Interesting article from VLW:
By Deborah Elkins
Published: February 8, 2011
By Deborah Elkins
Published: February 8, 2011
On rehearing en banc, the Court of Appeals upholds a trial court’s conclusion that defendant’s statement, “That’s what I want, a lawyer,” was not a request for counsel that should have been honored by police, because the circumstances surrounding the request indicated defendant may have been asking for an attorney to represent him in court, not to represent him during custodial interrogation.
We hold defendant’s statement was ambiguous because the circumstances leading up to defendant’s statement made it unclear whether he had requested the presence of an attorney during custodial interrogation, or whether he had simply expressed his desire to have an attorney appointed to represent him at trial.
Because of this ambiguity, we conclude the police were permitted to ask defendant limited questions solely for the purpose of clarifying the statement. We hold that police did not violate defendant’s right to counsel under Miranda, and therefore affirm his conviction for robbery, conspiracy, malicious bodily injury, murder and use of a firearm.
Defendant’s statement requesting counsel was certainly unequivocal in content; however, equivocation and ambiguity are two distinct concepts that each warrant our review. Unlike equivocation, ambiguity arises from the circumstances leading up to the statement, along with the statement itself, rather than the words of the statement alone. Here, we must evaluate whether the circumstances could render a suspect’s statement ambiguous, even if the statement’s words are unequivocal.
When we evaluate the specific circumstances of this case, we conclude that the two investigators, as police officers familiar with the circumstances, could reasonably have considered defendant’s request to be ambiguous – that it was just as likely defendant was referring to his desire to have an attorney appointed to represent him before the court as it was that he was requesting an attorney to be present before further questioning.
During his first interrogation, defendant never expressed a desire to have an attorney present during the interrogation. Therefore it was reasonable for the investigators to infer that they had built a rapport with defendant and that he was willing to speak with them without an attorney present. The investigators did not instigate their second meeting with defendant; rather, defendant specifically asked to speak to one of the investigators. Defendant expressed an interest in being released so he could see his young son.
The investigator later had defendant brought over to the police station to talk with him and the other investigator. At that time, both investigators understood that defendant had been transferred for advisement and that once defendant made an appearance in court – whenever that might be – the court would appoint him an attorney.
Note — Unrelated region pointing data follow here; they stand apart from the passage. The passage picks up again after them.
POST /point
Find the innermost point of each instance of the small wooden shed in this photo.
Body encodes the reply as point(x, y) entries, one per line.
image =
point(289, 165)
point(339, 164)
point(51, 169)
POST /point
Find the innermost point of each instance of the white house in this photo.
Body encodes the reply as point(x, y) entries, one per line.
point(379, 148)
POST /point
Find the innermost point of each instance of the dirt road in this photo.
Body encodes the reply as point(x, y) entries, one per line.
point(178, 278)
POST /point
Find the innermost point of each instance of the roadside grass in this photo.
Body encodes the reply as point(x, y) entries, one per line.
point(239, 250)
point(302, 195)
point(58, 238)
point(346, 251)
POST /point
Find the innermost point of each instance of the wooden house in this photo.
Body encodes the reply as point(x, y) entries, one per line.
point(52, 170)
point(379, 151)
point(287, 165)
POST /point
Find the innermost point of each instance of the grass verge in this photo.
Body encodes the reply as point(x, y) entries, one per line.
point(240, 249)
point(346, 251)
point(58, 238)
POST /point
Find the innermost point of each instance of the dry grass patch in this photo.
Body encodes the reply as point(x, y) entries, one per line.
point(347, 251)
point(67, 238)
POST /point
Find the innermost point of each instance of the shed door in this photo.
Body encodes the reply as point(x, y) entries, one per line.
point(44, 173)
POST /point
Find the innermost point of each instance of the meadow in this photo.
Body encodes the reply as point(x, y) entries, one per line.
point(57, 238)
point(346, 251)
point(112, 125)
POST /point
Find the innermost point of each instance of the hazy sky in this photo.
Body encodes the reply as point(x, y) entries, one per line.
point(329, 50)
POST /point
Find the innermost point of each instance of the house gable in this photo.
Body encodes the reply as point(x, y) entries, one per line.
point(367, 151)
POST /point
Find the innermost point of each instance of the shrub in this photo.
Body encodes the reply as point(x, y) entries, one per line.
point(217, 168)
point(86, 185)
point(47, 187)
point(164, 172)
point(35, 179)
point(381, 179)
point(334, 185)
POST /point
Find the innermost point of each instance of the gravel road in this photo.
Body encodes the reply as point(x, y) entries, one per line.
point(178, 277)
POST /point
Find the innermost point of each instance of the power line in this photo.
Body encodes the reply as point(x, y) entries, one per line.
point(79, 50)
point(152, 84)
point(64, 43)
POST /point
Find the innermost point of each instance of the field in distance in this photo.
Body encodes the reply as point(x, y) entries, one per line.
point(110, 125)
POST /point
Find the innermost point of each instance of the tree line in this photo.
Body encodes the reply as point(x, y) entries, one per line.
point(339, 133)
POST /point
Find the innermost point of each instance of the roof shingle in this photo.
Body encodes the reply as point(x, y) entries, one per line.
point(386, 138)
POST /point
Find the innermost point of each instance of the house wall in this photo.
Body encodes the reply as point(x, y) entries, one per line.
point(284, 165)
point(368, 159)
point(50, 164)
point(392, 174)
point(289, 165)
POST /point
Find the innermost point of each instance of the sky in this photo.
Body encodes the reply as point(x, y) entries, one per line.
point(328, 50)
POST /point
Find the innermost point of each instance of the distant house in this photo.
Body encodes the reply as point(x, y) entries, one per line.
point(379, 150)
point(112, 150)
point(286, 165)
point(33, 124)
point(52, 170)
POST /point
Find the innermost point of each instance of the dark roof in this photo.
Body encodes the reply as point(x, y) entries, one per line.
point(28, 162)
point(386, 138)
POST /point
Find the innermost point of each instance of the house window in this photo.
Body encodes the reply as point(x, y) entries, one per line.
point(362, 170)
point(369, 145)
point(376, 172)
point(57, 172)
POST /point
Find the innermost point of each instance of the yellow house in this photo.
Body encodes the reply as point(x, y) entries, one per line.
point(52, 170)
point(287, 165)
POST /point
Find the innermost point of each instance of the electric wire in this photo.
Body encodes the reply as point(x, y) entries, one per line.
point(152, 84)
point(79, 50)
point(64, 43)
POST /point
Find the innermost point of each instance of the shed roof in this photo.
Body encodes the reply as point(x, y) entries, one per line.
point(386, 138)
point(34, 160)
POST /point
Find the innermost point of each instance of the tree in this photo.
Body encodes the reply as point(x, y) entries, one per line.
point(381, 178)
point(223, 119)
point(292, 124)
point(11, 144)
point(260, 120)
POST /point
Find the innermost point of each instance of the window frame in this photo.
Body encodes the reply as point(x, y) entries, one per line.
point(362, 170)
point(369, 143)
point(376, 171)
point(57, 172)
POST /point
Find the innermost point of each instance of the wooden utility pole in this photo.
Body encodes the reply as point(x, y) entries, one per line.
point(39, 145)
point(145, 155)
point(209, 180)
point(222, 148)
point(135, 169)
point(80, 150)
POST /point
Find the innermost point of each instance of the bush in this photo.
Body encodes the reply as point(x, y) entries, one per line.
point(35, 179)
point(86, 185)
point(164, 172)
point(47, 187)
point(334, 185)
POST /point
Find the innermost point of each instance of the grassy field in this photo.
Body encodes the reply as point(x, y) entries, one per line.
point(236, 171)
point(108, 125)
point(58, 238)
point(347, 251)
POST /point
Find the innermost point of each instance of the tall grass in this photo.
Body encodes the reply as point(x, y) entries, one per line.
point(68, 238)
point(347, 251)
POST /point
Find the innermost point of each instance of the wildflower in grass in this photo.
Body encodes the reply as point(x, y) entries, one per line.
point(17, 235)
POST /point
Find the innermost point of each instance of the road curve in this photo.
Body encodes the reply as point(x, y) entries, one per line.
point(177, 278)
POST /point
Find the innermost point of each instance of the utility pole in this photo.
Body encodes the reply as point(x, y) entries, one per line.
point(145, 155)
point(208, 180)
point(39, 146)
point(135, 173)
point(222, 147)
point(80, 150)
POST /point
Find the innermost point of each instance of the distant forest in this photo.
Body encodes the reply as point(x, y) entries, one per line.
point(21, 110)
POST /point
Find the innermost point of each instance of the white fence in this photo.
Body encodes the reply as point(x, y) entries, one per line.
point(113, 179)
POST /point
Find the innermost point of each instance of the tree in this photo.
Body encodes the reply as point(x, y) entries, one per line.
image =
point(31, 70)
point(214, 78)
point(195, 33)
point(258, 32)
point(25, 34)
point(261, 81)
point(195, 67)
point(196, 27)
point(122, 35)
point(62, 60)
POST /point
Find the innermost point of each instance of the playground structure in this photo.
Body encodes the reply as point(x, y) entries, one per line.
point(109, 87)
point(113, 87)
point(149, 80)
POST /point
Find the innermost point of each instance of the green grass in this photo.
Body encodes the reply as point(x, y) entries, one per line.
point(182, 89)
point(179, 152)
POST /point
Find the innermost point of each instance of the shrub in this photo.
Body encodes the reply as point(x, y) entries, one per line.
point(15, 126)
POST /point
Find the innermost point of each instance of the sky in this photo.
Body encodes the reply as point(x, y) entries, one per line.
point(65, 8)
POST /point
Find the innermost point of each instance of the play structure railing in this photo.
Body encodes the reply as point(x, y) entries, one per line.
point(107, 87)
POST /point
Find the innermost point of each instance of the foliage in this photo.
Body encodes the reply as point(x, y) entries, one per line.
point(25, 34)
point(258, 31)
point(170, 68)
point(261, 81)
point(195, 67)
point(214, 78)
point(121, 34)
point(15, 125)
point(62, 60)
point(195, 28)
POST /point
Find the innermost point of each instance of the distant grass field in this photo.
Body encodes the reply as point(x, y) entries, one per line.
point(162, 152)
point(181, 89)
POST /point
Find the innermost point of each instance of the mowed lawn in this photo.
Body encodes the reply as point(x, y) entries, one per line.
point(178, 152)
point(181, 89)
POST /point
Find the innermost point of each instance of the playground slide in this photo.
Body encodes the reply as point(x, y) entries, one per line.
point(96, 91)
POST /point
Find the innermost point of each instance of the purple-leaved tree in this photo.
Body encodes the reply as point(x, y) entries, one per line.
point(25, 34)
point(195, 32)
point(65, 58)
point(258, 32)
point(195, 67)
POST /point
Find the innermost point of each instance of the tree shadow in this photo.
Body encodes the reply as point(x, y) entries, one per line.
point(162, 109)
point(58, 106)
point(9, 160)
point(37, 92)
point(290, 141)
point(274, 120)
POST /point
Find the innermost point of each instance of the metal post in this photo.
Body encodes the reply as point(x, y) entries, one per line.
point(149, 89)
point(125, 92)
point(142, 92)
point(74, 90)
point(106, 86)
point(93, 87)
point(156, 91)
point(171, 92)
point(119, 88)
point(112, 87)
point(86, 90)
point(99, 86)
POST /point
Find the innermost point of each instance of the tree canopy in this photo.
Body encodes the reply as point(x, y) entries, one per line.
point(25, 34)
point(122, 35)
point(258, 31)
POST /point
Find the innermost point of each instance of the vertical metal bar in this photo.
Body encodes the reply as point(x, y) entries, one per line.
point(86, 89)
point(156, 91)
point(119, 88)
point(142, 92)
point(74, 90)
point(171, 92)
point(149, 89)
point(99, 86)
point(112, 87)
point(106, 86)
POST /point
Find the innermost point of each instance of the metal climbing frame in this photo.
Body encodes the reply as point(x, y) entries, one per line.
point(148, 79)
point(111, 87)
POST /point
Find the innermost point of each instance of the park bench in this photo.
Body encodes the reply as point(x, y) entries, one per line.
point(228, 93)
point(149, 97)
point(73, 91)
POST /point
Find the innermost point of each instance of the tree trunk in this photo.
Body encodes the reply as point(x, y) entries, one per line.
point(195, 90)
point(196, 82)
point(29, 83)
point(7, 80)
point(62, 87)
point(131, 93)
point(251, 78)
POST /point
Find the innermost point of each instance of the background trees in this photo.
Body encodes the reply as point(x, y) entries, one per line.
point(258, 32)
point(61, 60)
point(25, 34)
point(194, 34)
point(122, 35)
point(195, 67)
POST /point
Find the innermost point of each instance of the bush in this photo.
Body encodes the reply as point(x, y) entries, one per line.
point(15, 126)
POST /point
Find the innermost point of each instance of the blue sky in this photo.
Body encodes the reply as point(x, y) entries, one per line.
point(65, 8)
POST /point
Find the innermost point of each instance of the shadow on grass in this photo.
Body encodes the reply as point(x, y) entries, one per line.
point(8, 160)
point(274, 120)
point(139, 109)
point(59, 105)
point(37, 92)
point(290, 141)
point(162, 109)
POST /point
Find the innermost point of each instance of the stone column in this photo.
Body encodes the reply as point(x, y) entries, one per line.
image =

Since defendant had not previously requested the presence of counsel, and since he had instigated the second meeting, the investigators could have reasonably wondered whether defendant wanted a lawyer present before he talked to them, or whether he wanted a lawyer to aid him with adversarial judicial proceedings. Under the facts of this case, we hold the investigators could have reasonably viewed defendant’s statement as ambiguous, and thus they were permitted to ask defendant clarifying questions when he made that objectively ambiguous statement.
Denial of motion to suppress and convictions affirmed.
Dissent
Elder, J., joined by Felton, C.J.; Frank & Alston, JJ.: I agree generally with the majority’s analysis of the applicable legal principles as far as they go, but I believe the majority overlooks some of the undisputed facts in the record and also fails to apply an important legal principle to those facts. The majority concludes the investigators “merely clarified” defendant’s ambiguous statement, which was both the legally allowable and legally prudent response to that statement. Although it may have been prudent for the detectives to continue questioning defendant if they hoped to elicit an incriminating confession from an unrepresented defendant, I would hold their doing so was not in fact legally allowable.
Defendant’s statement, “That’s what I want, a lawyer, man,” was not remotely ambiguous, either in the abstract or in the context in which it was uttered in this case. To the contrary, it constituted an unequivocal invocation of defendant’s Fifth Amendment right to have counsel present during the custodial interrogation defendant was about to undergo. The investigators were required to cease their interrogation of defendant immediately, and the confession they elicited during the uncounseled interrogation that followed violated defendant’s Fifth Amendment rights.
I respectfully dissent from the majority’s decision affirming admission of defendant’s uncounseled confession.
Stevens v. Commonwealth (Petty, J.) No. 0266-09-3, Feb. 1, 2011; Pittsylvania County Cir.Ct. (Strauss) Larry Gott for appellant; Josephine F. Whalen, AAG II, for appellee. VLW 011-7-031, 22 pp.